The legislation will now be sent to the House of Representatives for a vote, likely on Friday when the House plans to reconvene briefly during a summer recess. It is expected to pass from the House, and then be sent to White House for Biden’s signature to become law. Biden said he was looking forward to signing the bill into law.
Senate Majority Leader Schumer said the bill would change the United States for decades, adding that it contains the boldest clean energy package in the history of the U.S.
Republicans criticized the Democrats harshly over the legislation’s $430 billion in new spending and roughly $740 billion in new revenue.
Nevertheless, Democrats hope its passage will help the party’s House and Senate candidates in the Nov. 8 midterm elections at a time when Biden’s approval ratings have suffered amid high inflation.
The legislation is aimed at reducing carbon emissions and shifting consumers to green energy, while cutting prescription drug costs for the elderly and tightening enforcement on taxes for corporations and the wealthy.
Democrats think the bill will help bring down inflation as it pays for itself and reduces the federal deficit over time.
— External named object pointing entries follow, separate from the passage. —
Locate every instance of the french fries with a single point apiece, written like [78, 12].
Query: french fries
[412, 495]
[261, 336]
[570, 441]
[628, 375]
Inflation has become a political problem for the Democrats, who will fight to retain its legislative control after the midterms.
Republicans, arguing that the bill will not address inflation, have denounced the measure as a job-killing, left-wing spending wish list that could undermine growth when the economy is in danger of falling into recession.
Democrats approved the bill by using a parliamentary maneuver called reconciliation, which allows budget-related legislation to avoid the 100-seat chamber’s 60-vote threshold for most bills and pass on a simple majority.
The bill was 18 months in the making as Biden’s original Build Back Better plan was whittled down in the face of opposition from Republicans and key legislators from his own party.
“It required many compromises. Doing important things almost always does,” Biden said in a statement.